To help understand how to deal with the intergenerational nature of this proposed mission, the research team reached out to Janet Vertesi, a sociologist with Princeton University who has studied the organizational aspects of other projects in space.
"A lot of NASA missions have this as a happy problem. I mean, the Mars rovers that were supposed to last for 90 days lasted for like 12 years," notes Vertesi, who says it's a different matter to make a coordinated plan for a long-term mission.
The researchers already knew they'd need to stockpile computers and other technical components that might become obsolete, she says. And they knew that at some point, they'd have to pass the baton to the next generation of scientists.
"What they hadn't really considered, and where my expertise came in, was how frequently that has to happen for that to be an expected and normal part of the mission operations and not a major breach or big problem," says Vertesi.
In hospitals, for example, frequent handoffs between shifts mean that doctors and nurses have worked out checklists and other standard procedures to make sure the transition can happen seamlessly. "That's the kind of thing they needed to get good at thinking about and planning for," says Vertesi.
She's led discussions with the researchers to help them sort through this.

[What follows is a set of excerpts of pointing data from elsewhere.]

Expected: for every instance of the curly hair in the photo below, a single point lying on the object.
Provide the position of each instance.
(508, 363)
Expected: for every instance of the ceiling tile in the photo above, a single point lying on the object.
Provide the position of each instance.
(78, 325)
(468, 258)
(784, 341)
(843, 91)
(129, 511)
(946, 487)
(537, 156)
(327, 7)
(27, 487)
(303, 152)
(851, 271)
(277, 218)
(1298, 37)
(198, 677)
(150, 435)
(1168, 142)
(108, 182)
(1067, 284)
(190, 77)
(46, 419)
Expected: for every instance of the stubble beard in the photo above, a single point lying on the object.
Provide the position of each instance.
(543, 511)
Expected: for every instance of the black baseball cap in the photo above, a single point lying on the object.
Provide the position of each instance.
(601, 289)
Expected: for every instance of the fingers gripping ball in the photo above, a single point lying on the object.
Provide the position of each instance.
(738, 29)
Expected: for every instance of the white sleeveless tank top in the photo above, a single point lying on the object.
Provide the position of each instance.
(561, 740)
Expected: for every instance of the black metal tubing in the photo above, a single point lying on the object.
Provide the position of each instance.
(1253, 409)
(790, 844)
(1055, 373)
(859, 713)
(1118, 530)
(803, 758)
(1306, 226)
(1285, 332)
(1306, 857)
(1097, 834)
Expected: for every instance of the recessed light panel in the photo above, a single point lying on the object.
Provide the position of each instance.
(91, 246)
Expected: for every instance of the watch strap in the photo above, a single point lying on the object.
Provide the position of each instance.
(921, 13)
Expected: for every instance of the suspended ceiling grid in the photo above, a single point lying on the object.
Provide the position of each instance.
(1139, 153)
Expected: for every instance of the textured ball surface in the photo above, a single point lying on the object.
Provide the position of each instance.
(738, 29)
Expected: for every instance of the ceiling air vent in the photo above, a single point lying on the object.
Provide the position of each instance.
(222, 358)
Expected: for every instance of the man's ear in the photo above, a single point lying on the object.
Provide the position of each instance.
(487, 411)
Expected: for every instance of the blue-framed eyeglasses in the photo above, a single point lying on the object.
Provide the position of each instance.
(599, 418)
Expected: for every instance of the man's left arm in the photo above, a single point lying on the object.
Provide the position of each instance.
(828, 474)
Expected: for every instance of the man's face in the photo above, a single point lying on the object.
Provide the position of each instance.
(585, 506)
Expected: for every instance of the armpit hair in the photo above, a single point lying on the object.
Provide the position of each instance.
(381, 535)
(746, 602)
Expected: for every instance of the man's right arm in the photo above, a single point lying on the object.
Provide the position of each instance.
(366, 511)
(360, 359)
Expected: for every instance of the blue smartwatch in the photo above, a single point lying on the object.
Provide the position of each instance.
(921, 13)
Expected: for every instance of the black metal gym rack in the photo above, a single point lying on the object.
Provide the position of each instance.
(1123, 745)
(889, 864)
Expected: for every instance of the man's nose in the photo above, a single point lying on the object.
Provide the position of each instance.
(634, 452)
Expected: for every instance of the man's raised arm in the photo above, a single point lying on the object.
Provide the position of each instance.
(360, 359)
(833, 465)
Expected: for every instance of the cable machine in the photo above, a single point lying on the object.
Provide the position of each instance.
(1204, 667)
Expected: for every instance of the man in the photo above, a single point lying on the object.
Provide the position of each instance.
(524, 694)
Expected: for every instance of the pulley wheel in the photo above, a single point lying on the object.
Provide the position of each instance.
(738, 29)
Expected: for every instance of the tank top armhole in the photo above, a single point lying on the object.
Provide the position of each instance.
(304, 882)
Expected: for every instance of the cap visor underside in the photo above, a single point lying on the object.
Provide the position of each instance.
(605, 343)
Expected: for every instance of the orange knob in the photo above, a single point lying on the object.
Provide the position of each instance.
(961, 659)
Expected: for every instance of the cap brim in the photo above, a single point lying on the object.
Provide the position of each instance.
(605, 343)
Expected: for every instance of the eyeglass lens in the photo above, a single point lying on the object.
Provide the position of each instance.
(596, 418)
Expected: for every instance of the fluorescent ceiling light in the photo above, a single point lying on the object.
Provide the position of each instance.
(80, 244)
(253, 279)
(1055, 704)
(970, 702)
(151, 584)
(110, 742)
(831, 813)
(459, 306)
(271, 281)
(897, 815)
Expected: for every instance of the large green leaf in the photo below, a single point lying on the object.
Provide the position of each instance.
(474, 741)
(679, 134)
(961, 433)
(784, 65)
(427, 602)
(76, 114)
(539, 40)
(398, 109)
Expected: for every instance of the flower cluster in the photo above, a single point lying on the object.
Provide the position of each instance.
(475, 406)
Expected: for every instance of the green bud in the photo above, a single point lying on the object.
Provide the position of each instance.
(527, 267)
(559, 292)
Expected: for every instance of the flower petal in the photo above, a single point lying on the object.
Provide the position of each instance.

Astronomer Carey Lisse, who is working on the interstellar probe study, said these sessions were "very blunt and made us think a lot."
He's done the math. "I will be 75 in 2036 when we launch. That means that I know I'm not going to be on this mission probably for more than 10 years after launch," says Lisse, adding that the need for handovers is just a fact. "This isn't just theory or just talk. It's going to happen multiple times, probably two or three times at least."
It's challenging to anticipate how the program will need to change over time, says Paul, and to look forward to "what the demographics of the science community, the engineering community, and the whole world is going to look like, so that this is a program for them, and not for us."
Ocker, who doesn't even have a Ph.D. yet, points out that she'll be late in her career by the time this probe reaches interstellar space, if NASA decides to support it and if it launches in the 2030s. "I'm very hopeful that this mission will happen. I really hope it does, in which case I'll be very excited to use the data when it does eventually come down," she says.
She'd also love for it to carry some kind of contemporary take on the Golden Records, the phonograph albums carried by the Voyager probes to share greetings and Earth sounds with any aliens who might stumble across them out there in interstellar space.
"I don't think we should try to copy the Golden Record," she says, "but I think it would be really amazing to have a similar kind of public outreach piece that plays an important part in the mission."